The variations in the most recent samplings can be accounted for by the standard margin for error in opinion surveys (3 points), by differences in polling techniques and by the fact that Gallup and Harris polled after the second debate, in which Carter did well. Also, Yankelovich does not try to push those who seem genuinely undecided into saying how they are leaning, while Gallup and Harris sometimes do. Thus the percentage of undecided in Yankelovich polls is generally larger. On the other hand, both Gallup and Harris try to weed out those who indicate that they are unlikely to vote.

But the greatest hazard for pollsters has been the volatility of the electorate in a year when neither major party candidate commands an unswervingly loyal national constituency. Thus relative trivialities (Carter's remarks to Playboy about lust, Ford's golfing trips from his congressional days) may prompt voters with a soft allegiance to one candidate to shift to an equally transient preference for the other. The debates have contributed heavily to the volatility --Ford gained after the first, Carter after the second--which underscores the importance of this week's third debate.

George Gallup, now 74, is still somewhat startled by the virtual evaporation of Carter's once-commanding lead, the largest such loss his organization has ever reported for a presidential candidate. Now Gallup sees indications that "Carter may be recouping his losses." The polls have "fluttered and stuttered," he says, because neither candidate has much stature in the minds of the voters --a fact that Gallup believes may result in an extremely low voter turnout next month. He argues that while Carter was seen as a conservative in the primaries, he appears more liberal when pitted against Ford. Says Gallup: "We are finding a strong trend to the conservative position not just in the U.S. but in the entire Western world." Gallup also thinks television, which shows both candidates "doing uninteresting things day after day," has turned off many voters and left others undecided.
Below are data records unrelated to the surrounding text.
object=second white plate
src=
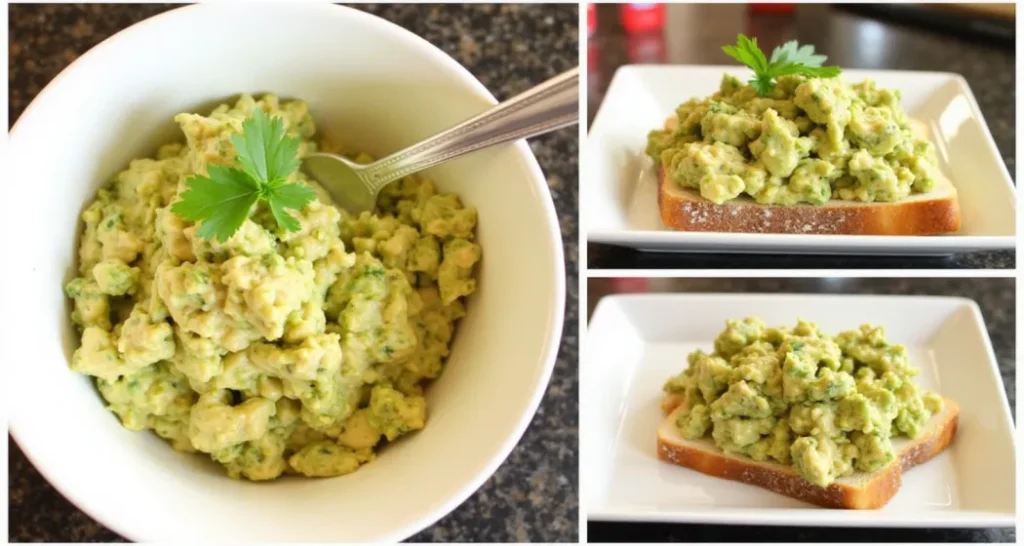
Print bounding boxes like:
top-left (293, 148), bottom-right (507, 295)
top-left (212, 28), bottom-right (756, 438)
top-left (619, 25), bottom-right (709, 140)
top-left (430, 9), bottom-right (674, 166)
top-left (581, 66), bottom-right (1016, 255)
top-left (580, 294), bottom-right (1016, 528)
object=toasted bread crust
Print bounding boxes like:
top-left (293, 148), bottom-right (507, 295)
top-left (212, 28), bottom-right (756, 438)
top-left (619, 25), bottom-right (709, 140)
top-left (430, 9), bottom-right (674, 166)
top-left (657, 168), bottom-right (961, 236)
top-left (657, 400), bottom-right (959, 509)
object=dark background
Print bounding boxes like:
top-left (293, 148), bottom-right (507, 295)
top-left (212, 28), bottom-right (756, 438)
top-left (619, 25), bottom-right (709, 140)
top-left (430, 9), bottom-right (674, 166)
top-left (8, 4), bottom-right (579, 542)
top-left (587, 278), bottom-right (1017, 543)
top-left (587, 4), bottom-right (1016, 269)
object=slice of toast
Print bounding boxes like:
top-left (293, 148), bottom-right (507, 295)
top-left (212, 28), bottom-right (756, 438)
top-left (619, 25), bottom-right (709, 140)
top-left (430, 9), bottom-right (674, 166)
top-left (657, 117), bottom-right (961, 236)
top-left (657, 398), bottom-right (959, 509)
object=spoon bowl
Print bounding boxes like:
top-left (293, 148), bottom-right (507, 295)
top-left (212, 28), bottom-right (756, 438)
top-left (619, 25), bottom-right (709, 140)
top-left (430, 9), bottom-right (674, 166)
top-left (302, 68), bottom-right (580, 214)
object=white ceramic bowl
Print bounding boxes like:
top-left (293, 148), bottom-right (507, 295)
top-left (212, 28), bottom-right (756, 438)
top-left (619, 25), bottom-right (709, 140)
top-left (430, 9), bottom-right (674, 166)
top-left (0, 3), bottom-right (564, 542)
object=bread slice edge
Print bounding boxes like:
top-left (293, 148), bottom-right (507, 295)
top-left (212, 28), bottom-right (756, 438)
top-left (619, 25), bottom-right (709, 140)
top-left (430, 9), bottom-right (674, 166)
top-left (657, 397), bottom-right (959, 509)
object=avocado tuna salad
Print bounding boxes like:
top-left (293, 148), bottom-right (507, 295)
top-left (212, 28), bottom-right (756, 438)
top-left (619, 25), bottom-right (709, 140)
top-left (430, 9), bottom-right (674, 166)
top-left (65, 95), bottom-right (481, 480)
top-left (665, 318), bottom-right (943, 487)
top-left (646, 74), bottom-right (939, 205)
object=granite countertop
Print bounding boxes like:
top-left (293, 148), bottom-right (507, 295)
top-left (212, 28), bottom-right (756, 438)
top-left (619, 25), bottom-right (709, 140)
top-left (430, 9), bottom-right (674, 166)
top-left (587, 4), bottom-right (1016, 269)
top-left (8, 4), bottom-right (579, 542)
top-left (587, 278), bottom-right (1017, 543)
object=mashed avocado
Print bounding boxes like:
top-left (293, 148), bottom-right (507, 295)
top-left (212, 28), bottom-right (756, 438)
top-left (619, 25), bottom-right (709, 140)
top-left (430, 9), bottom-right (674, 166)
top-left (65, 95), bottom-right (480, 479)
top-left (665, 318), bottom-right (942, 487)
top-left (647, 75), bottom-right (938, 205)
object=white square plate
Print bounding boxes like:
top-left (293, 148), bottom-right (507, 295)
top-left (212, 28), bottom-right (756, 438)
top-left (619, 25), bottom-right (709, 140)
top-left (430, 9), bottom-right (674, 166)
top-left (581, 65), bottom-right (1016, 255)
top-left (580, 294), bottom-right (1016, 528)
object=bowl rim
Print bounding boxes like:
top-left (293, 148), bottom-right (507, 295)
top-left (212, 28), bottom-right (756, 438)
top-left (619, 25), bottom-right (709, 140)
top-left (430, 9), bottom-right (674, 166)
top-left (8, 2), bottom-right (566, 542)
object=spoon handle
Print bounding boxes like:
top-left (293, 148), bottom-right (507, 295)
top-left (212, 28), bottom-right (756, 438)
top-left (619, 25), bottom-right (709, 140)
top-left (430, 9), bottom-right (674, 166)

Inner Conflict. Yankelovich stresses that a few days' difference in the polls can account for sizable variations. He also contends that there are two types of electorates: one that makes its mind up and stays put, as in 1972, when 60% of the voters had decided to support Richard Nixon before Labor Day; and the 1976 voters, who "are very unsure," torn by "inner conflicts" and who thus respond to a Ford gaffe one day, a Carter gaffe the next. "People are uneasy about Carter and find Ford an acceptable alternative," says Yankelovich. He emphasizes, as do Gallup and Harris, that polls are not supposed to predict future results. "The figures can only tell you how the voters feel at a given moment in time," he says, and the voters may not feel that way on Election Day.

Harris, who agrees with Gallup that the winner may well be determined by the size of the voter turnout, notes that polls have been marked less by zigzagging than by a persistent Carter decline. But the situation is so fluid that he plans to continue polling through Oct. 31 or even Nov. 1, the day before the election. "I feel that this election will be very close right down to the wire," says Harris. "But I don't think we are helpless in finding out what's going on."

Harris is undoubtedly correct. But a skeptical electorate can be depended upon to baffle the pollsters--and the politicians--until the ballots that will allow for no further shifting of views are counted the night of Nov. 2.